Csv logststash


#1

I was trying to import csv file to ES through logstash. But when I looked through the data in kibana, I just found that the first line of csv file(attributes of data) is accidentally recognized as data instance instead of columns.

This is the screenshot of kibana.

These are my csv file and config file.

ID,TweetDate,Tweet Time,Brand  Name,Original Tweet URL,Tweet Text only,Tweet Image,Tweet URL,Tweet Image + URL,Tweet Video,Tweet Video + URL,1.Brand Awareness,1.Type,2.CSR,2.Type,3.Customer Service,3.Type,4.Engagement,4.Type,5.Product Awareness,5.Type,6.Promotional,6.Type,7.Seasonal,7.Type,Appeal-Transformational,Appeal-Informational,# Likes,# Mentions,# Retweets,TweetDateTime
1,2018/2/15,6:49am,WebMD,https://twitter.com/WebMD/status/964152218059464705,0,0,0,1,0,0,0,0,1,1,1,4,1,4,0,0,0,0,0,0,0,1,17,0,19,2018-2-15 6:49
2,2018/2/15,2:00am,WebMD,https://twitter.com/WebMD/status/964076827852582912,0,0,0,1,0,0,0,0,1,1,1,4,1,1,0,0,0,0,1,3,0,1,77,3,48,2018-2-15 2:00
3,2018/2/14,9:00am,WebMD,https://twitter.com/WebMD/status/963820299010629635,0,0,0,0,1,0,0,0,0,0,0,0,1,1,0,0,0,0,1,2,1,0,43,0,16,2018-2-14 9:00
4,2018/2/15,1:29pm,WebMD,https://twitter.com/WebMD/status/964250343294095360,0,0,0,1,0,0,0,0,1,1,1,4,0,0,0,0,0,0,1,3,0,1,4,4,25,2018-2-15 13:29


input {
	file {
		path => "/Users/apple/Desktop/ITM444/logstash_TW/webmd_twitter.csv"
		start_position => "beginning"
		sincedb_path => "/dev/null"
	}
}
filter {
	csv {
		separator => ","
		columns => ["ID", "TweetDate", "Tweet Time", "Brand  Name", "Original Tweet URL", "Tweet Text only", "Tweet Image", "Tweet URL", "Tweet Image + URL", "Tweet Video", "Tweet Video + URL", "1.Brand Awareness", "1.Type", "2.CSR", "2.Type", "3.Customer Service", "3.Type", "4.Engagement", "4.Type", "5.Product Awareness", "5.Type", "6.Promotional", "6.Type", "7.Seasonal", "7.Type", "Appeal-Transformational", "Appeal-Informational", "# Likes", "# Mentions", "# Retweets", "TweetDateTime"]
	}
	mutate {convert => ["# Likes", "integer"]}
	mutate {convert => ["# Mentions", "integer"]}
	mutate {convert => ["# Retweets", "integer"]}
	
	date{
		match => ["TweetDateTime", "yyyy-MM-dd HH:mm"]
	}

}
output {
	elasticsearch {
		hosts => "localhost:9200"
		index => "webmd"
		document_type => "twitter"
	}
	stdout { codec => rubydebug }
}

(Mark Walkom) #2

I think you are missing the question here, what would you like assistance with :slight_smile:


#3

As you can see, my csv file actually has 4 data items and one line for the column.
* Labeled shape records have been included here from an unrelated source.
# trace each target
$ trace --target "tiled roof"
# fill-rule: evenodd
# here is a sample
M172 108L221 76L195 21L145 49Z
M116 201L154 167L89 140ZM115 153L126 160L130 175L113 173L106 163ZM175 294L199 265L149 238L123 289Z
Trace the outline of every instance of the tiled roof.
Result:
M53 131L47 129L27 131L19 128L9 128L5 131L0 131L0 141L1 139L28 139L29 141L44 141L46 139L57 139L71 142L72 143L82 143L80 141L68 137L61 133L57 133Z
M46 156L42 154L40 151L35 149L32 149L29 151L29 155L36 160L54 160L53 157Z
But when I import the file, it is recognized as 5 data items (including the header line).

Is there any way to avoid this?


(Mark Walkom) #4

Ok, then https://www.elastic.co/guide/en/logstash/current/plugins-filters-csv.html#plugins-filters-csv-autodetect_column_names should do what you want.


(system) #5

This topic was automatically closed 28 days after the last reply. New replies are no longer allowed.